Ontario Premier Kathleen Wynne has put lawmakers in Texas on notice that she could respond to the state's proposed Buy American rules with protectionist measures of her own.
The exchange comes at a time of heightened economic tension between Canada and the United States as President Donald Trump's administration is seeking to renegotiate the North American free-trade agreement.
Texas' proposed law would require nearly all state agencies to buy iron and steel only from U.S. sources, starting Sept. 1. Ontario has been quietly lobbying against the bill in Texas's State Capitol over the past month, but the bill is in the final stage of deliberations and could be passed by the weekend. Queen's Park is worried that the adoption of restrictive trade rules by a large U.S. state could encourage smaller states to pass similar laws.
Ms.

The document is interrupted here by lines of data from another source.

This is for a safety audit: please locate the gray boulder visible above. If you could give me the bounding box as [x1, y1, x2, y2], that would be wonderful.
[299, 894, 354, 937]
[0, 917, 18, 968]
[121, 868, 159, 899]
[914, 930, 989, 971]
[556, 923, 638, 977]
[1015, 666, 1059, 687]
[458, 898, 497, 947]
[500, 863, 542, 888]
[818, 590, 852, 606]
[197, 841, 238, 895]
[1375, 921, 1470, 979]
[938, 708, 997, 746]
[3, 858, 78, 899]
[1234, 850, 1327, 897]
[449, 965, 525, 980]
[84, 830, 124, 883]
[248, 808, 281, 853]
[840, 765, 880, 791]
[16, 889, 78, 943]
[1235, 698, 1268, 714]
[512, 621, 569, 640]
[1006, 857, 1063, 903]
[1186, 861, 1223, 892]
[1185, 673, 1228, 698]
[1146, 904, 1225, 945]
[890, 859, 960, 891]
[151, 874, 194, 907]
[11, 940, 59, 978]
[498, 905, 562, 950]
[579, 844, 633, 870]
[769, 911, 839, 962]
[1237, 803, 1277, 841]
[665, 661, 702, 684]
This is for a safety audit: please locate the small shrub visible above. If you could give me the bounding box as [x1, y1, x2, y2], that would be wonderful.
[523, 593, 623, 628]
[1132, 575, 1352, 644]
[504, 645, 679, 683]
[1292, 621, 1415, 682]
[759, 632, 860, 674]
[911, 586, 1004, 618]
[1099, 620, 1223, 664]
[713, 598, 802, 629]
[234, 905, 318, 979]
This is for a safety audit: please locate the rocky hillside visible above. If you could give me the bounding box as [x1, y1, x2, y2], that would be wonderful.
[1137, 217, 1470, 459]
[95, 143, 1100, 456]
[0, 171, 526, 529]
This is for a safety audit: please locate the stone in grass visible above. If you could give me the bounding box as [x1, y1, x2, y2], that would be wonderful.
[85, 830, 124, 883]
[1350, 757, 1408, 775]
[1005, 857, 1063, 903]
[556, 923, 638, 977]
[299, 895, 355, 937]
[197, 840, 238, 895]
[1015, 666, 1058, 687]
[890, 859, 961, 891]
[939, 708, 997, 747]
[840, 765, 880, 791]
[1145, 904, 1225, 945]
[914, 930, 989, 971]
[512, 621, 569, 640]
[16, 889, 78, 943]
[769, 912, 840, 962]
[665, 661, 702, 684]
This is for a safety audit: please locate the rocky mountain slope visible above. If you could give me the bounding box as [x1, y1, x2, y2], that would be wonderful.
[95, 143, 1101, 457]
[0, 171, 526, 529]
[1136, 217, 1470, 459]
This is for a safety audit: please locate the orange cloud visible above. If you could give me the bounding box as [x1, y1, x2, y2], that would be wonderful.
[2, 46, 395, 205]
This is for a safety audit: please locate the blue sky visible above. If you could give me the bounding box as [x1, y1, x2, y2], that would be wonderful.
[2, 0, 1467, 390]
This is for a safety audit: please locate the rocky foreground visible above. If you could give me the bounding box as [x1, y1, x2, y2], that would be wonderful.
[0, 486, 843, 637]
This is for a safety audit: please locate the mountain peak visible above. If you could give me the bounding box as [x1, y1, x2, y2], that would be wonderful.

Wynne said on Thursday that her government is continuing to seek an exemption for Ontario from the rules, but she's ready to unleash a policy that would copy Texas's restrictions and apply them to that state if those talks fail.

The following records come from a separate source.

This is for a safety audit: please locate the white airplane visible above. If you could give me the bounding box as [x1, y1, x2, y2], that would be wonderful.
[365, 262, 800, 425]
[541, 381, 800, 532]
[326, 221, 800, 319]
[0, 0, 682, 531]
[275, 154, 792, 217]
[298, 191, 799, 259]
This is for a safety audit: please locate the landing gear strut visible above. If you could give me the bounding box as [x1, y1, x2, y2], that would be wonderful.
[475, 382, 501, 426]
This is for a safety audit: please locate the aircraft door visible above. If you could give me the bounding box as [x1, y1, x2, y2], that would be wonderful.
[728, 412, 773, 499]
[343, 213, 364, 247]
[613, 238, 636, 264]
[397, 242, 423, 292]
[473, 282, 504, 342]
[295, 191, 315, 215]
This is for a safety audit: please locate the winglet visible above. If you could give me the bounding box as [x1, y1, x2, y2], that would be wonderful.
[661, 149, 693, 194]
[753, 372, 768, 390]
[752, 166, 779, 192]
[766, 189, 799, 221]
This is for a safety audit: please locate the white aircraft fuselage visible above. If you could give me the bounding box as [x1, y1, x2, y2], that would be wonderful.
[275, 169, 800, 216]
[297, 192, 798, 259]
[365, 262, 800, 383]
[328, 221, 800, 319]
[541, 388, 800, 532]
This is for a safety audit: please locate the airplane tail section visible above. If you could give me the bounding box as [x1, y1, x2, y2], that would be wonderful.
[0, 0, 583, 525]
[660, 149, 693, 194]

"Last month, Cabinet decided that the government can move ahead with introducing legislation that would allow Ontario to appropriately respond to discriminatory Buy American policies, should Texas or other states prevent Ontario suppliers from openly bidding on their procurement opportunities," Ms. Wynne said in a statement. The response, she added, could include restricting Ontario's procurement from firms located in Texas.
The Texas bill is a setback for Ontario's lobbying efforts in the United States; it scored a victory in April by getting New York Governor Andrew Cuomo to drop his proposed New York Buy American Act. That bill was more far-reaching than Texas's legislation and would have required state entities to buy all purchases of more than $100,000 (U.S.) from American companies.
In response to Mr. Cuomo's bill, Ontario's cabinet adopted a policy in April that allows the government to retaliate against a state that takes actions that could harm Ontario's economy. That same policy could now be used against Texas.
With Mr. Trump and state legislatures toying with rules aimed at foreign competitors, Ontario is in a difficult position, a provincial official told The Globe and Mail. Most of the rules are not meant to target Canada, but the country becomes collateral damage when the laws exclude any company that isn't American. Ontario is Canada's largest economy and has a number of deep trading relationships with U.S. states – it's either the first- or second-biggest trading partner for 28 of them.
Ontario is not one of Texas's three largest trading partners but did $12-billion worth of business with the state last year. Canada-Texas trade supports 459,700 jobs in the state, according to the Canadian government.
Lawmakers in Illinois are also considering similar Buy American rules. Ontario officials have indicated that they will deploy their lobbying effort there to sway officials to abandon trade restrictions if that bill goes forward.